Now that it is clear that the CEO of the Kenya Airports Authority is indeed retiring, a newly-assertive board of directors under the leadership of a new chairman, is looking reportedly at a range of issues beyond the succession, which itself has come under scrutiny and led to the board canceling the outgoing CEO’s advert only to place their own within days afterwards.
That done, and notice being served to the outgoing CEO that he had overstepped his bounds, the board has now, according to sources in Nairobi, turned their attention to other deals done and signed during the soon former CEO’s reign, which will come to a final end on or about April 3.
The latest victim to this board investigation is the planned ground breaking for a new hotel and convention center, which was due to be built on land given by the Kenya Airports Authority, and which at the time had raised many questions in public over the apparent give away of 90 acres of public land, and prime value land for that matter, adjoining to the international airport on an 80-year lease.
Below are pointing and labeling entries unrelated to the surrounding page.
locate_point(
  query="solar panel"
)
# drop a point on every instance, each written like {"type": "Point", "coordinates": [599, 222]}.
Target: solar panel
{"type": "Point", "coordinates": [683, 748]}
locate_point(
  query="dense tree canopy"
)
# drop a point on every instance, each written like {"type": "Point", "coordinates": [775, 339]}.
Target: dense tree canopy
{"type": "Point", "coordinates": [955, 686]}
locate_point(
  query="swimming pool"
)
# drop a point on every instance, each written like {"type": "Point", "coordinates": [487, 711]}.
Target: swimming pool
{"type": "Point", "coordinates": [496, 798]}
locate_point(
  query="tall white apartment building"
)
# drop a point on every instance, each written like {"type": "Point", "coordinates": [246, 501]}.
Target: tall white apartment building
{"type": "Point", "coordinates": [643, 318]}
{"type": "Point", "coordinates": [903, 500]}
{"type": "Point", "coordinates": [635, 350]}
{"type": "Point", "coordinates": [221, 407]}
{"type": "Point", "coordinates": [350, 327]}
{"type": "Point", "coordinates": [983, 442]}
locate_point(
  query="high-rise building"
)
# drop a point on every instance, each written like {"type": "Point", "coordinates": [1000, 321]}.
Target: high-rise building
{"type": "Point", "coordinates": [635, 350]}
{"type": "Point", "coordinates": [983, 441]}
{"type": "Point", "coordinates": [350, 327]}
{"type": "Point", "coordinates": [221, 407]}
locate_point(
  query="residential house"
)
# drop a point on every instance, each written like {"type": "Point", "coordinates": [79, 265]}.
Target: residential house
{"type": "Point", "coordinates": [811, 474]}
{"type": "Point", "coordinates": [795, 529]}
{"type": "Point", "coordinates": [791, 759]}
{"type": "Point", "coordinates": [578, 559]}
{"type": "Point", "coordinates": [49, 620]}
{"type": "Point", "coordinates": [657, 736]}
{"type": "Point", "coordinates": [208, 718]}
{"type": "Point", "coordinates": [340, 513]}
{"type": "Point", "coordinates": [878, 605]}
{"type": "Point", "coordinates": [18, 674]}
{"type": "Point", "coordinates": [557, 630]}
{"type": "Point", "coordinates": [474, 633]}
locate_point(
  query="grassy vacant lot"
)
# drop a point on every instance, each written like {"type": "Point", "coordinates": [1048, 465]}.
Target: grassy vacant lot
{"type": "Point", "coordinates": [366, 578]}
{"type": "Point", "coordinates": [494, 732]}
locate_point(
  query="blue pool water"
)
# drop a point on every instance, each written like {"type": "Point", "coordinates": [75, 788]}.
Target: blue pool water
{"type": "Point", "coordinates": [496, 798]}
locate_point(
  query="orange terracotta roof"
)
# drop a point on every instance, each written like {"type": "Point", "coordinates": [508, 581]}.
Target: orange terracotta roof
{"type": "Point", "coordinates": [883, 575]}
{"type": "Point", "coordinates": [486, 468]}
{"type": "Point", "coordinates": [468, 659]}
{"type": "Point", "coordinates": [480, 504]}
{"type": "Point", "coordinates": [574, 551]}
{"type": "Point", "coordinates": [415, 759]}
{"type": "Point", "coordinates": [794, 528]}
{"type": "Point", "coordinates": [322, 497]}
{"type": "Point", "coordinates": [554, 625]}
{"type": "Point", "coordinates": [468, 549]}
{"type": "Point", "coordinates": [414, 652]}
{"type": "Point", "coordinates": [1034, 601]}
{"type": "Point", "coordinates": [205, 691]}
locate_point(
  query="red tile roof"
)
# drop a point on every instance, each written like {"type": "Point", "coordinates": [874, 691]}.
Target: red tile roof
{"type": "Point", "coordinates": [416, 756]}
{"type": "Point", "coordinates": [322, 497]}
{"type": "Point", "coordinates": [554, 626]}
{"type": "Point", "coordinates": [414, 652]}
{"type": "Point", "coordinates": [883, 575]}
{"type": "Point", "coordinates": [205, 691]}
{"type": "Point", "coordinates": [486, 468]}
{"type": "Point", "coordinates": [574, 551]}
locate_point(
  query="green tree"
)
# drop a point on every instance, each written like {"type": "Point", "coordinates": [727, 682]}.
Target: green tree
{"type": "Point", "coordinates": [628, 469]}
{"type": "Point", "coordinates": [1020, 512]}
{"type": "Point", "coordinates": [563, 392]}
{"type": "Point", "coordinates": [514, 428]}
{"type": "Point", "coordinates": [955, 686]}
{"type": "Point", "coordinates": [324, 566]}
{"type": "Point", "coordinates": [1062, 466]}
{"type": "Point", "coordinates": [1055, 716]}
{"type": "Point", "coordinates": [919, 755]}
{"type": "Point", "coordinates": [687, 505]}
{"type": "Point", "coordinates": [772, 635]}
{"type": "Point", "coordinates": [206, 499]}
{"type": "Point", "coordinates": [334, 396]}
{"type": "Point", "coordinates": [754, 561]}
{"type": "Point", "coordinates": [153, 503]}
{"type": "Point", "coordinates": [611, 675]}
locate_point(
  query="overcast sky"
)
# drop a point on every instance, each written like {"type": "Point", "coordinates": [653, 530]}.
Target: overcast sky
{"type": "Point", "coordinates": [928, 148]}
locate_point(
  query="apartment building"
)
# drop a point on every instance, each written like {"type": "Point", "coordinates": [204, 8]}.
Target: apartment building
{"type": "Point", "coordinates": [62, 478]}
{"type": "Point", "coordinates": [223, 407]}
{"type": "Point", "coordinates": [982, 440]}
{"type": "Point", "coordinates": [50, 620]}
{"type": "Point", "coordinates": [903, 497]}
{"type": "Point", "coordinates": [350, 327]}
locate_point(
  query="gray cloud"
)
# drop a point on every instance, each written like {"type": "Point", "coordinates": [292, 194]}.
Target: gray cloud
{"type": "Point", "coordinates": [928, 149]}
The ground-breaking ceremony, which according to some reports from Nairobi, was set for March 24, has been postponed to allow the board to delve into the contractual details and obligations of the investment group, which according to the outgoing CEO at the time, George Muhoho, was to take three years from signing to finishing, something which now appears impossible to achieve.
The entire deal smacked of a quid pro quo, as during a state visit to Qatar only a month prior to the hurried signing of this deal, major loan agreements were signed between Kenya and Qatar for the financing of a new seaport in Lamu – itself a much criticized project, which has attracted massive opposition – and other bilateral aid packages.